Eight
Absently, she snacked on her cookie before gathering her belongings together to head for home. It was just about the right time for her to come home from school. It wouldn't do for her to arrive too early or too late. Her mother had probably already received a text message telling her Rania hadn't shown up for classes, but she could easily lie her way out of that by claiming they missed her in assembly. If that didn't work, well there were other ways...
Her home was eerily silent when she entered. Usually her mother was at her work desk in the den tapping away at her computer keyboard while talking on the telephone with a client. Monique Jackson worked from home as a health insurance agent for a well known firm. Strange, Rania thought, as she made her way to the kitchen to see what was for dinner. As she passed the stairway, a strange feeling overcame her. Casting her mind around, she felt her mother's presence in the upstairs bedroom, her mind in distress. Diverting her path from the kitchen to the stairs, Rania climbed to the upper floor feeling her mother's agony strengthen.
Her heart pounding strongly in her chest, she passed her own bedroom door with hurrying footsteps. Pushing her eye to the slightly ajar door of her parents room all she could see was the hovering back of a strange man kneeling on the bed. Sweeping the door opened a little further, she nearly gasped at the sight of her mother beneath the hulking figure. "Mama," she whispered in a barely audible voice.
"GET OFF MY MAMA!" her mind screamed at the maniac on the bed. Twice she repeated it, mentally sending the thought across the room. As she began to send it again, the man-form rose mechanically and stood to attention above her mother. "TURN AROUND."
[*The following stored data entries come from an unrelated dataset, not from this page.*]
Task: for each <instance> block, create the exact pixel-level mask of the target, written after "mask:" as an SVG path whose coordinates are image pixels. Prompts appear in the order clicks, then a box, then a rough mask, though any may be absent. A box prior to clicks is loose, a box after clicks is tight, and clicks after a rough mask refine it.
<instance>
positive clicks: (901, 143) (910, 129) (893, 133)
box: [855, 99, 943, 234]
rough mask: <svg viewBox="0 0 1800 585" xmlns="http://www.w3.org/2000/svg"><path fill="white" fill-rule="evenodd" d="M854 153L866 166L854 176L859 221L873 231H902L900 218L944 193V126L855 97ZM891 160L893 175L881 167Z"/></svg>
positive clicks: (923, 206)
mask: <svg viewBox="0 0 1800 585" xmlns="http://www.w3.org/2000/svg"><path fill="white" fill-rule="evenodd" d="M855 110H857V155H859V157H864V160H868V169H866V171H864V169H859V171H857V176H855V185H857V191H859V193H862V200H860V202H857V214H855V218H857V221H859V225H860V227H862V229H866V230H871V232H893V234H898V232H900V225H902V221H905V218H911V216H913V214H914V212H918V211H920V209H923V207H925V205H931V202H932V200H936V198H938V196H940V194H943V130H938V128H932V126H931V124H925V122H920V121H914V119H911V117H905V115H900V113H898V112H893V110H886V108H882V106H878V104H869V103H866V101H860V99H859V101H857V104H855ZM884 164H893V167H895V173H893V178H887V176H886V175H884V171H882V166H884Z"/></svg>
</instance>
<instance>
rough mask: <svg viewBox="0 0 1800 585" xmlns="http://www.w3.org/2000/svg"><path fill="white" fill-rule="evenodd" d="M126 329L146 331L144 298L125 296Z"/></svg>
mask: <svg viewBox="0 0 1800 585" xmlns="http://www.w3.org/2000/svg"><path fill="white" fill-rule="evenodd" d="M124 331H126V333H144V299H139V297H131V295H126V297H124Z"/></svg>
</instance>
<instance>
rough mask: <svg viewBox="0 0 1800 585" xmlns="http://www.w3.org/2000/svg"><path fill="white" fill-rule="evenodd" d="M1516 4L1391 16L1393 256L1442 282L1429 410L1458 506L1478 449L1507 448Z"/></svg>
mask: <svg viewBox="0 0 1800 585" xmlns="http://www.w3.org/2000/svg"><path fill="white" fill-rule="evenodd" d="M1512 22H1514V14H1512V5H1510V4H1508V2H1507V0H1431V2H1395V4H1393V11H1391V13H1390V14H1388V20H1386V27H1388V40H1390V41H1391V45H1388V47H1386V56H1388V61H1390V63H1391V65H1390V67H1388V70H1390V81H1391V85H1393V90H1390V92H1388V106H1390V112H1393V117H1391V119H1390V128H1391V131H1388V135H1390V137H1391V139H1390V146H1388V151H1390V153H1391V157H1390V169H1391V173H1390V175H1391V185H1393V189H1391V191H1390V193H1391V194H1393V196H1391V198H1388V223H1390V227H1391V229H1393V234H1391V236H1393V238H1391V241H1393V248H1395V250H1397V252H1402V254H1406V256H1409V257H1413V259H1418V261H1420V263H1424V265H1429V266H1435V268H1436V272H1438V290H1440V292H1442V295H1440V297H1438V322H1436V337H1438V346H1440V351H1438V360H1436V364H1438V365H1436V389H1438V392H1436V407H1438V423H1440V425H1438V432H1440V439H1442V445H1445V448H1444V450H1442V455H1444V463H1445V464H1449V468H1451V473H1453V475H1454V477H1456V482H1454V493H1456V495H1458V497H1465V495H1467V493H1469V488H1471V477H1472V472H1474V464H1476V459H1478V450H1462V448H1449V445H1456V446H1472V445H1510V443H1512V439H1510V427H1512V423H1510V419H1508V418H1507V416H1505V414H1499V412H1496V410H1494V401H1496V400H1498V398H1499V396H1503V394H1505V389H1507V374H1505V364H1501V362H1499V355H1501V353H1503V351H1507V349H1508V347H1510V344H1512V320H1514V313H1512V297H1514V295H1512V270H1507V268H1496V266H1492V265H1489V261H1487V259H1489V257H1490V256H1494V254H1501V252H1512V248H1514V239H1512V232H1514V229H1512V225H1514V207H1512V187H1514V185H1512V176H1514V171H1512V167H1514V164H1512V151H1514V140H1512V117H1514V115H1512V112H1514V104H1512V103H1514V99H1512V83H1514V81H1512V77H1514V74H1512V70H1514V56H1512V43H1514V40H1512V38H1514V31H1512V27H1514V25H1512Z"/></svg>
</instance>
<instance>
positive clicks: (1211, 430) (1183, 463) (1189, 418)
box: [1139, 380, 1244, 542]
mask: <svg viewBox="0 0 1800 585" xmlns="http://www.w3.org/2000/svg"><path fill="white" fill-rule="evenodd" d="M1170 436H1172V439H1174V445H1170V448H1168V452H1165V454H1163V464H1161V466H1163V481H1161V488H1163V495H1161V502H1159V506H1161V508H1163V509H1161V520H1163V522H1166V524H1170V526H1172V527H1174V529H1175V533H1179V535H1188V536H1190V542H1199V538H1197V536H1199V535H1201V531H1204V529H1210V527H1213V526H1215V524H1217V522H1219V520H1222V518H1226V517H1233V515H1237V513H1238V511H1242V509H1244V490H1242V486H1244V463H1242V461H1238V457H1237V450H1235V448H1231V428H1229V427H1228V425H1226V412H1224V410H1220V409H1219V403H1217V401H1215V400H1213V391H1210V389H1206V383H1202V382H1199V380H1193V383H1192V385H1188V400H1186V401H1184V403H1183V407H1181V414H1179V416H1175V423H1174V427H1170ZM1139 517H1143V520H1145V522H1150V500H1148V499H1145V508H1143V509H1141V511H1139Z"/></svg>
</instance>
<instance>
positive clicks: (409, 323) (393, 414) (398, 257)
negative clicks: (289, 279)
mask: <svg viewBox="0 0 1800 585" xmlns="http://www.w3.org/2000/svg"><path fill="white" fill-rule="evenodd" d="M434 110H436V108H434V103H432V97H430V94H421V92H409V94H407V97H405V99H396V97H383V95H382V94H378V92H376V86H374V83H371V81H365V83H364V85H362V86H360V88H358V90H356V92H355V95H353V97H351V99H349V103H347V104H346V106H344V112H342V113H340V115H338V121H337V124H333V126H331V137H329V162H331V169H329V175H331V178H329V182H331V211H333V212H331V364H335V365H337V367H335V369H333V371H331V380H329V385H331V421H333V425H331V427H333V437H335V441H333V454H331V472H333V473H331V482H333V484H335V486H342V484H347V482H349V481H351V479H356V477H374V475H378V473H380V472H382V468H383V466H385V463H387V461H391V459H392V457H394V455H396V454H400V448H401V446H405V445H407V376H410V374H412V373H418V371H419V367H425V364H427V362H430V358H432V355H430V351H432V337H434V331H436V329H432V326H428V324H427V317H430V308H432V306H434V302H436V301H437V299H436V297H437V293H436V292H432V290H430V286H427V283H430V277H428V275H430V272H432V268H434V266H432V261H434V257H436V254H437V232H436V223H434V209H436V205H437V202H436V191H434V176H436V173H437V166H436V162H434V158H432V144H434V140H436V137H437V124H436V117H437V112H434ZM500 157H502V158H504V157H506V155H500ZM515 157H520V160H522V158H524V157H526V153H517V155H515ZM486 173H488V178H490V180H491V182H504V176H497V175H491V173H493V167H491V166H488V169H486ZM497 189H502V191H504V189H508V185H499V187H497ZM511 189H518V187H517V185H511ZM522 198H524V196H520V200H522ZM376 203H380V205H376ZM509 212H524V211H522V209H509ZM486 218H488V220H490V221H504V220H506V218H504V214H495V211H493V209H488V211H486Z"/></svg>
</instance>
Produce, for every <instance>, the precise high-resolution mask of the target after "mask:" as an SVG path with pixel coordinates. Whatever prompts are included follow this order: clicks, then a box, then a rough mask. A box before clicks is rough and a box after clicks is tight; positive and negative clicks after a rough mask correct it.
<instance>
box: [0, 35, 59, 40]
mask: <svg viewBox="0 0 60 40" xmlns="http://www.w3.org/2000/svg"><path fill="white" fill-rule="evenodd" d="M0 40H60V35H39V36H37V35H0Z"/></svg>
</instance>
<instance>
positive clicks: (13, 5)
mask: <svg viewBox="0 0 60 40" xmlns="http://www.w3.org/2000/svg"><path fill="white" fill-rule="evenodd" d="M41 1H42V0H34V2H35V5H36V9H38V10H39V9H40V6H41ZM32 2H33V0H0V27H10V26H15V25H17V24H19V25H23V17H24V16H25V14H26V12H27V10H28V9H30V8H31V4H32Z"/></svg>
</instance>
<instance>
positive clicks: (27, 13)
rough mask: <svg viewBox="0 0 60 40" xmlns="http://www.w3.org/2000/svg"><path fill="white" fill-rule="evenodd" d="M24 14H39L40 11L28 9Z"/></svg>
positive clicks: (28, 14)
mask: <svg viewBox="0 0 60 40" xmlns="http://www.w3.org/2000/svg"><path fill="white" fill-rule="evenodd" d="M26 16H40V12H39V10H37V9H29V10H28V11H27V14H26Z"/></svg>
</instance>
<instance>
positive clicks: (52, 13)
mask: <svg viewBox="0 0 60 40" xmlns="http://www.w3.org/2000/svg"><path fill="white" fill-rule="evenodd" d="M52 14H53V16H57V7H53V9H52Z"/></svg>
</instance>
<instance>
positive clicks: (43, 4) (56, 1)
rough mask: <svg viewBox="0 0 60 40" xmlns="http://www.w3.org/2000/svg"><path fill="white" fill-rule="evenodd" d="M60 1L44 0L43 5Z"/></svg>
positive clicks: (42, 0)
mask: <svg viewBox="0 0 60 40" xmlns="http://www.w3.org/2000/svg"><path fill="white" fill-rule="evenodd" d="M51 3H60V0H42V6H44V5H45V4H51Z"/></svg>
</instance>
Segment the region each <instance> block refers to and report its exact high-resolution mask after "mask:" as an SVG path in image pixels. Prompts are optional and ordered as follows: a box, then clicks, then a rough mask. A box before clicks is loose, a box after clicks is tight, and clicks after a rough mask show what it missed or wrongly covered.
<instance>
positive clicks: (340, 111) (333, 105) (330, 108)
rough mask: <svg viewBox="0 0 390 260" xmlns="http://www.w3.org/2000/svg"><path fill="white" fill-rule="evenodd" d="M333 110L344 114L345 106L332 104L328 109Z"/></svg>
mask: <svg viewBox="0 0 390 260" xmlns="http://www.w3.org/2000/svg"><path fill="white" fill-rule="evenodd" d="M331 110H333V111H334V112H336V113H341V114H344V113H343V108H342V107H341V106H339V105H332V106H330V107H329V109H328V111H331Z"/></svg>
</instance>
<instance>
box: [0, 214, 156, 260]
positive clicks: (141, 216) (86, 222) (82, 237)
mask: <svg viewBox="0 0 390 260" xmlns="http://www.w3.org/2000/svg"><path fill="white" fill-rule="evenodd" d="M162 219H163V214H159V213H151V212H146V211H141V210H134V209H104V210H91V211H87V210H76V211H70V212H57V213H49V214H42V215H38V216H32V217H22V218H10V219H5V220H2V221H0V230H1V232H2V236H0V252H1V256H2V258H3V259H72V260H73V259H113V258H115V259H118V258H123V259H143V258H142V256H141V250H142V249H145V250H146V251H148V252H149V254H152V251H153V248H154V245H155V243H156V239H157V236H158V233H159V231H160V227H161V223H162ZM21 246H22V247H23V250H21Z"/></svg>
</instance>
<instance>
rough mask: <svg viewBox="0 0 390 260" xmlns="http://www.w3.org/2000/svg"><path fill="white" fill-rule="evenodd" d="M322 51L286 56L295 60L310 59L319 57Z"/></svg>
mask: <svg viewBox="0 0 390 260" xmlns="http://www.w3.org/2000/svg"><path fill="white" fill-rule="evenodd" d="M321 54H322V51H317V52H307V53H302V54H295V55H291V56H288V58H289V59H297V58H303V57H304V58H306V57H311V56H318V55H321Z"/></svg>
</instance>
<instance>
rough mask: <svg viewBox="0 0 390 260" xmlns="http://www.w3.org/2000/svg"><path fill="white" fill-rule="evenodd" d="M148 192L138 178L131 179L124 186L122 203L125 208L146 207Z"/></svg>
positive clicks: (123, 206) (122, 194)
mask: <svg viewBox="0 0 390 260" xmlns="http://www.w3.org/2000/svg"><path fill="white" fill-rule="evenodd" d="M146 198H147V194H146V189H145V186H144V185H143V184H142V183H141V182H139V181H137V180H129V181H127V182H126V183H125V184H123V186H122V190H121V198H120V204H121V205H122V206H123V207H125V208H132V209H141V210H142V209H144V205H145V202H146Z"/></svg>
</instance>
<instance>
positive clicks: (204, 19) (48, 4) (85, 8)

Slowly the body turned toward her exposing the features of the man. Ollie Cummings faced her. Always a little on the strange side, Ollie lived in his mother's basement three doors down. Huge of body but small of mind, he was the odd child in the neighborhood. Even at age nineteen, his mental capacity was that of a six-year-old. Often in the afternoons, he could be found hovering behind the hedges in front of his home at the time the school bus let children off on the corner. It was the little girls who he liked the chase and grab if he could get a hold of them. Ever watchful from the picture window of her home, his mother, Emma Jean Cummings, would fling open the door to call him back from his unwelcome activities.